The untruths begin to lie like lead between us, and I take a step away from him. I don’t know this man at all.
My silent dismissal has a frown forming on his full lips, but with no time to waste, he quickly disappears into a section of slot games beside the card table we’re standing in front of. I watch him for as long as I can before turning my attention back to the space before me. There are a total of six card tables, with three on each side of the room, and each one has a different game associated with it. Derrick winks at me before he saunters off toward one of them, seemingly unaware of my exchange with Jack.
Wandering around for a bit, I float between the various machines. I have no idea what they mean or how to play, so I go to the opposite side where Jack was and sit at a machine that has colorful cartoon cats on it.
I play ten of my fifty dollars, and when I lose that, I play ten more. It’s surprisingly fun to watch the cat characters run across the screen, doing cute little things that the game is programmed to do. The colors flash and noises sound every time I make a dollar or two of my money back and soon, I’m smiling, fully entranced.

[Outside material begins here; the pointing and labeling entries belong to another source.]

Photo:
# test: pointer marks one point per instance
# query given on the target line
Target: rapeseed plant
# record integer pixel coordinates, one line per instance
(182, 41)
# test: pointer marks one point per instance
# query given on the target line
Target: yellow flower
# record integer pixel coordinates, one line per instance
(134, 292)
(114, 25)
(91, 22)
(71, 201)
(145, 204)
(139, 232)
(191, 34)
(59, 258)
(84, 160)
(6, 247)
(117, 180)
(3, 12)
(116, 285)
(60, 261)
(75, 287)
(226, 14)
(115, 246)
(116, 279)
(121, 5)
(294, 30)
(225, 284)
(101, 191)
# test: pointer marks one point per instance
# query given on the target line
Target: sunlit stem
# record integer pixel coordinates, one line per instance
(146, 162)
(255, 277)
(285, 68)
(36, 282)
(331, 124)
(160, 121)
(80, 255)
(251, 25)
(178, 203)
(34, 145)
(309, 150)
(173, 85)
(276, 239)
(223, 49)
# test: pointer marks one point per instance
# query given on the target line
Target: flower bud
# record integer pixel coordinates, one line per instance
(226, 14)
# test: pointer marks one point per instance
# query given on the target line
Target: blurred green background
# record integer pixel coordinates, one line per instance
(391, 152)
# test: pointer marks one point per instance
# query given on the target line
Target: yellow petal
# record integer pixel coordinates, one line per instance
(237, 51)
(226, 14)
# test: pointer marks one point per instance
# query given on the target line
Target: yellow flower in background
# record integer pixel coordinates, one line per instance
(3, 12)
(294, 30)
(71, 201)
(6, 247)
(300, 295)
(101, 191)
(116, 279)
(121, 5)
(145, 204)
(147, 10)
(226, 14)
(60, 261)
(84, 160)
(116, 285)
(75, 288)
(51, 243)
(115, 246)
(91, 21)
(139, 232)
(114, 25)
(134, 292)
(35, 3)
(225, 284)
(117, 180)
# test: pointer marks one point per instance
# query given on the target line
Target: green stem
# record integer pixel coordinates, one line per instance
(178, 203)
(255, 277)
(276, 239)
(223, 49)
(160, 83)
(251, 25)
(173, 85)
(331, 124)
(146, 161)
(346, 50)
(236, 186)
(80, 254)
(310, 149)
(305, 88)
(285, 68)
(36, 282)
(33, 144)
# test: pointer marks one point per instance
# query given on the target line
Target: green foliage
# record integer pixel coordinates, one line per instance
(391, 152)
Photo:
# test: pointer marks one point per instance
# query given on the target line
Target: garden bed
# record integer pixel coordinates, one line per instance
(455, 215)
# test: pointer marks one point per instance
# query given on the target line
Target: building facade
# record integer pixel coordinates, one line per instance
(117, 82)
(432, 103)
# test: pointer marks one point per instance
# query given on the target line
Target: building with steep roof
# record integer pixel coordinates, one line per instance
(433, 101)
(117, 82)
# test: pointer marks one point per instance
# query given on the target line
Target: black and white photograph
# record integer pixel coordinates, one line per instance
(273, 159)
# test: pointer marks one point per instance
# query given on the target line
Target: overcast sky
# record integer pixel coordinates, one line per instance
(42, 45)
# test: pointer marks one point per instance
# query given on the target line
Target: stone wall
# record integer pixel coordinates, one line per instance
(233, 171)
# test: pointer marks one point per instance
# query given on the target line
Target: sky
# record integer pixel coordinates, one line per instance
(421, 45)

When I’m down to only twenty dollars, I blink several times to break the spell I’ve been under. After stepping away from the addictive game, I make several passes through the slot machine aisles and card tables. “Damn,” I whisper to myself when I realize I’ve somehow lost Derrick.
I step up on my tiptoes to get a better view of the room, but either Ben is really good at hide-and-seek, or he isn’t here. I pocket the last bit of cash I have and glance at the big red numbers on the clock on the wall by the bar. It’s been exactly forty-five minutes, but I don’t see Derrick or Jack at our meeting place, so I take a left for the restroom.
As I’m washing my hands at the sink, I stare at the woman looking back at me. I’ve got my hair hanging in a ponytail through the back of Derrick’s baseball cap, and the jacket he gave me swallows me whole. I lean forward to trace the worry lines between my brows and around my eyes, attempting to smooth them.
BANG!
I gasp, spinning around toward the bathroom door, and I grip the sink behind me tight enough to break a nail. I hear distant shouting, and I expect someone, or maybe a group of people, to come investigate, but then… silence.
Tiptoeing out of the bathroom, I glance down a dark hallway to my left at a bright green exit sign and a set of solid-black double doors.
Grunts and shouts sound from behind them, and I duck back, trying to stay hidden in case someone comes to see what all the fuss is about. After a few minutes, I creep out of my hiding spot, quietly stepping down the hall, and crack open one of the doors enough to peek out into an alleyway. The rancid smell of garbage slips through the door, making me sick, but not as sick as what’s behind the commotion.
I reach up, biting my knuckle as hard as I can to keep from screaming. The two men that Juliana and I saw by her car that night at the diner are standing over a man who is crumpled into the fetal position on the concrete. One of them holds a cigarette between his lips, while the other continuously kicks the man on the ground in the stomach.
They look menacing dressed in black, and I’m squinting hard, trying to commit more of their features to memory. The man with the smoke is nearly as thin as the glasses situated on his crooked nose, and moonlight shines off the bald spot on the top of his head. The beefier guy has dark hair and big hands, but that’s all I can make out in the near-lightless alley.
I cover my mouth with both hands in an attempt to keep quiet as the man on the ground grunts and places his hands underneath him. Lifting himself off the ground slightly, he spits out thick, dark blood at the thinner man’s feet. My eyes fall to the markings covering both of his arms.